Adaptaciones de las pruebas selectivas

* Se define la adaptación de tiempo, como la concesión de un tiempo adicional para la realización de las pruebas. Asimismo, se concreta la adaptación de medios y ajustes razonables como la puesta a disposición de medios materiales y humanos, asistencias y apoyos técnicos y/o tecnologías; y la accesibilidad a espacios físicos, a la información y a la comunicación. Los órganos selectivos podrán requerir informe y, en su caso, colaboración de la Administración laboral, sanitaria o de servicios sociales. La adaptación sólo se otorgará si la discapacidad guarda relación directa con la prueba a realizar.

* Los contenidos de las pruebas selectivas en el turno de reserva seguirán siendo idénticos a los turno general salvo en el caso de personas con retraso mental, para las que se podrá prever la exención de algunas pruebas o la modulación de las mismas.


Obligación necesaria de justificar la compatibilidad con el puesto

* La acreditación de la compatibilidad con el puesto de trabajo pasa a ser obligatoria y deberá realizarse en el momento de petición de destino mediante certificado emitido por la Consejería para la Igualdad y Bienestar Social.

Cursos de formación

* La discapacidad se considerará un criterio de valoración preferente en la participación de cursos de formación.


Pese a los indudables progresos en el acceso al empleo público que se manifiestan en este Decreto, especialmente los referidos a la adecuación de los puestos de destinos, a la posibilidad de pasar al turno general en el caso de aprobados sin plazas o la atención específica de las personas con discapacidad intelectual; sin embargo, se advierten también carencias y lagunas que, por otra parte, sí se han contemplado en otras regulaciones autonómicas o en la normativa estatal.

Carencias:

* No se prevé, a pesar de que se contemplaba en el borrador de la norma, la acumulación de las plazas cubiertas en la Oferta de Empleo Público siguiente, con un límite máximo del 10 por ciento.
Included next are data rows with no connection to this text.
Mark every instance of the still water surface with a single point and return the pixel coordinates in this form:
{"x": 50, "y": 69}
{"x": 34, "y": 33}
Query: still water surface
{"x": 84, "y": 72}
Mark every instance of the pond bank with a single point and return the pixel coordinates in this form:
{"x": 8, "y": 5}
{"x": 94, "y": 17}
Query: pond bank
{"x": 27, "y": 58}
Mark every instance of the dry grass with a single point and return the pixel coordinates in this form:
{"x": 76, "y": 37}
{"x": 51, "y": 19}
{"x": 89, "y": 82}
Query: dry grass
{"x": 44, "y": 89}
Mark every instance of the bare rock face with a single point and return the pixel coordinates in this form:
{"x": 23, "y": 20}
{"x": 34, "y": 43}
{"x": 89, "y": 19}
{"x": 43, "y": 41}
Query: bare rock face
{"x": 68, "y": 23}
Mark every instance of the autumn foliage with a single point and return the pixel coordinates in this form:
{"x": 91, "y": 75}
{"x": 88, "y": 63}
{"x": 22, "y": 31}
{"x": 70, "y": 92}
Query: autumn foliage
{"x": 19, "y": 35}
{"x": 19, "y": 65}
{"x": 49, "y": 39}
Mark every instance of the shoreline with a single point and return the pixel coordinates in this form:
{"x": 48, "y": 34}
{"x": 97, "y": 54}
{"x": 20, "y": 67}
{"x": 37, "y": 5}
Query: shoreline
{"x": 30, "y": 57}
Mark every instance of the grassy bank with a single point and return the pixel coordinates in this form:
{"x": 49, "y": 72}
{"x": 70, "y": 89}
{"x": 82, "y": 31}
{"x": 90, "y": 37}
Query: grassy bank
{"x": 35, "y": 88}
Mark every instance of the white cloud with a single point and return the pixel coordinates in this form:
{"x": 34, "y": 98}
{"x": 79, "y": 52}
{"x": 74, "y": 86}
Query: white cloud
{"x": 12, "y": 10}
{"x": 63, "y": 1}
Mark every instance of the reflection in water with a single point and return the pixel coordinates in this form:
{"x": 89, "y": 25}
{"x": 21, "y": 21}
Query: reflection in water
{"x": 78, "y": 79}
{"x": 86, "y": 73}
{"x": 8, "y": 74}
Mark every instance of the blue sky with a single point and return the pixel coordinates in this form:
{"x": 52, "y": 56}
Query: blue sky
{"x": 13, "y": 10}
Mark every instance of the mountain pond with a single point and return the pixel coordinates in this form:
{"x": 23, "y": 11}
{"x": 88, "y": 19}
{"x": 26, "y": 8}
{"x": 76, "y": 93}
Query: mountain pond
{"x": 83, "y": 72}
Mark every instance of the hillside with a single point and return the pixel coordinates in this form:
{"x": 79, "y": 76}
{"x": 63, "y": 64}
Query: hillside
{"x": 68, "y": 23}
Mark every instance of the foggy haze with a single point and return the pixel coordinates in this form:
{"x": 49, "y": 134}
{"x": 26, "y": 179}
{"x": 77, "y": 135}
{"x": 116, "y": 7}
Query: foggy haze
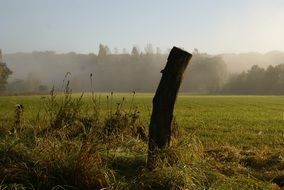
{"x": 138, "y": 71}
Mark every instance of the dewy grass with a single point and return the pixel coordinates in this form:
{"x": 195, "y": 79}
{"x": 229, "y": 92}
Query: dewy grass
{"x": 93, "y": 142}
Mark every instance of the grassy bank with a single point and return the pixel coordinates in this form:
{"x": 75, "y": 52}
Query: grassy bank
{"x": 93, "y": 142}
Por otra parte, tampoco se especifica que las plazas no cubiertas deban pasar al turno general, o deban cubrirse interinamente por personas con discapacidad, tal como se ha regulado en otras Comunidades Autónomas, de manera que se suscita una gran inseguridad jurídica sobre el destino de estas plazas.

* La norma, también en aras de una mayor seguridad jurídica, debería haber establecido un criterio de llamamiento específico que sirviese para clarificar cómo se debe aplicar la reserva en las listas o bolsas de empleo, no delegando esta facultad en posteriores poderes de decisión.
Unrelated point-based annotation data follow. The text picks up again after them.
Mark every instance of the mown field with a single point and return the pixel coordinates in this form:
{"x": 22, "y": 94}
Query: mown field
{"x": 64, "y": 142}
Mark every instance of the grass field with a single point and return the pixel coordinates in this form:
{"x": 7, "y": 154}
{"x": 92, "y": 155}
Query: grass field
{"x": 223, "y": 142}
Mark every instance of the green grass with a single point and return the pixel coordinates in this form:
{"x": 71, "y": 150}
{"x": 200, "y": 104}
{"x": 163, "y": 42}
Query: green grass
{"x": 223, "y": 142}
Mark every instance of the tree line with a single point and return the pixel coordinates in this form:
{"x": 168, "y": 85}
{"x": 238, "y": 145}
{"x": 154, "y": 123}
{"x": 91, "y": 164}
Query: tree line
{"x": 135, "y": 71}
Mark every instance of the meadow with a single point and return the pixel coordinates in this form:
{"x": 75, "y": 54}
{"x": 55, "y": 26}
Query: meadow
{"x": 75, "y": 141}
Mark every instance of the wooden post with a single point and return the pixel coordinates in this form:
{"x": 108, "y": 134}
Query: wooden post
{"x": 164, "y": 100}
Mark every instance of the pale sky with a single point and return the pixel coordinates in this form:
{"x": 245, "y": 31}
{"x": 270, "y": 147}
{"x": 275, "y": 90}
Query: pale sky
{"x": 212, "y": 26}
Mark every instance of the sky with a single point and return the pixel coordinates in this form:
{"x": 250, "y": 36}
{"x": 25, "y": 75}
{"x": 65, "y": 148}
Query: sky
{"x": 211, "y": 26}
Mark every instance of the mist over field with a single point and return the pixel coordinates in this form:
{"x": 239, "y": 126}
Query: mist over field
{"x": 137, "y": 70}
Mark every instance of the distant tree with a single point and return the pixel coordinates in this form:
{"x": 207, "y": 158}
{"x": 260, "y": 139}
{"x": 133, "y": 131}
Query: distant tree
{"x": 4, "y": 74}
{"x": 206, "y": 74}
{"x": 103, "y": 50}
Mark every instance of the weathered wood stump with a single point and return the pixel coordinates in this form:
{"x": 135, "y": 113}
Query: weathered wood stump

* Tampoco se ha contemplado dentro del cupo específico la situación de las personas con discapacidad física o sensorial severa que, junto a las personas con retraso mental, presentan también especiales dificultades para el acceso al empleo público.

* No se abordan los criterios de distribución de las plazas entre las diferentes categorías laborales.

* No se regula la reserva en el empleo interino o temporal, salvo en el caso de la creación de bolsas de empleo cuya creación no es obligatoria sino potestativa.

* No se ha regulado tampoco, a pesar de que también venía recogido en el borrador de la norma, la creación de un Consejo Asesor, en el que participen entidades de personas con discapacidad, que informe y asesore sobre la aplicación norma y realice, asimismo, su seguimiento y evaluación.